Learning, memorizing, dissecting, rebuilding and incorporating licks into your playing is such a great investment in your guitar learning process. It will enhance and expand your soloing in many ways.
The variety of licks is infinite. They come in all shapes & sizes, styles, moods, tempos, timings, keys and levels of playing, so it’s important that you learn why and how to use them.
Let’s start to take a look at the 8 vital reasons.
WHY YOU SHOULD LEARN GUITAR LICKS:
1 – Building technique and dexterity.
Licks are perfect training tools to develop the dexterity and flexibility you need to able to solo and improvise.
2 – Acquiring inspiration.
Learning new licks will lead to inspiration and more brilliant musical ideas. You learn licks and then learn from the licks. You use the notes, turn them around, upside down, take some notes out of the licks, put some new ones in there and create your own ideas from those licks. You need input to create output!
3 – Building a vocabulary.
You can see licks as words to build sentences. Building a vocabulary of fancy, cruel, light hearted, fast, slow, elegant, brutal, daring and lovely licks will give you the freedom to express yourself. With phrasing you can determine the emotion of those words to create an exciting story line.
4 – Learning and understanding new insights.
Now and then you’ll learn a new lick that will make your mind blow. It will give you insight in different ways to shape melody and bring new life to your improvisation.
It could be a great timing or phrasing idea that will open up new doors to your soloing. Also observing and analyzing the licks of your favorite guitar player will give an idea of the style, techniques and musical approach.
5 – Sounding original and fresh.
Learn different kinds of licks and learn to think and play outside of the box. Learn licks, then dissect, shake ‘m up, rebuild and incorporate them into your soloing. Influences from different guitar players and styles will make your soloing sound fresh, bold and interesting to listen to.
6 – Learning how to apply soloing ideas to a particular scale.
Each scale shape has it’s own mood, charm and approach to soloing. Licks can give you ideas how to use a particular scale shape for improvisation and how to create lovely melodies and produce cool sounds with that scale shape.
HOW TO USE GUITAR LICKS
It’s great to learn and build a vocabulary of licks, but you need to do more than just practicing licks for the sake of practicing. You want to know how to use them properly and apply them to get the most out of your licks. Let’s see how you can do that.

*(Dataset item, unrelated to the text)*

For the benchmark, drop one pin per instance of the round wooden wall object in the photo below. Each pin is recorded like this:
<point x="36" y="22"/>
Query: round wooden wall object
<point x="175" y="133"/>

1 – Know the scale and the key
Knowing the scale and the key of a lick is essential to incorporate the lick into your playing. Know it and you can apply it. Practice a lick and the scale that goes with it.
2 – Learn your licks in every key.
Learning licks in different keys is really important. Don’t assume when you’ve learned a lick you can automatically play it in every key. Licks feel different when you go higher up or lower down the neck. Learn your lick in different positions to get comfortable around the entire fretboard.
3 – Copy and dissect.
Copy licks from every guitar player you know, but don’t copy them verbatim. Rip them apart, leave out notes, add other notes, use hammer-ons, pull-offs, slides, vibrato, bending and create your own sounds, melodies and ideas from those licks.
4 – Connect and combine.
Practice connecting and combining your licks with other licks and ideas. Learning how to glue your musical phrases together is the key to create a entire solo and be able to improvise.
5 – Practice with jam tracks
Once you know how to play a particular lick start practicing it over a backing track to work on timing, tempo, feel and rhythm. Knowing how to play a lick and playing it over a backing track are two different things. Practice them both!
6 – Incorporate
If you don’t apply your licks to the field, they will soon vanish into thin air and you will forget what you’ve learned. Incorporate your licks into your daily soloing and improvisation practice. Make it a habit to learn and apply. Make it stick!
Practice with eagerness and curiosity!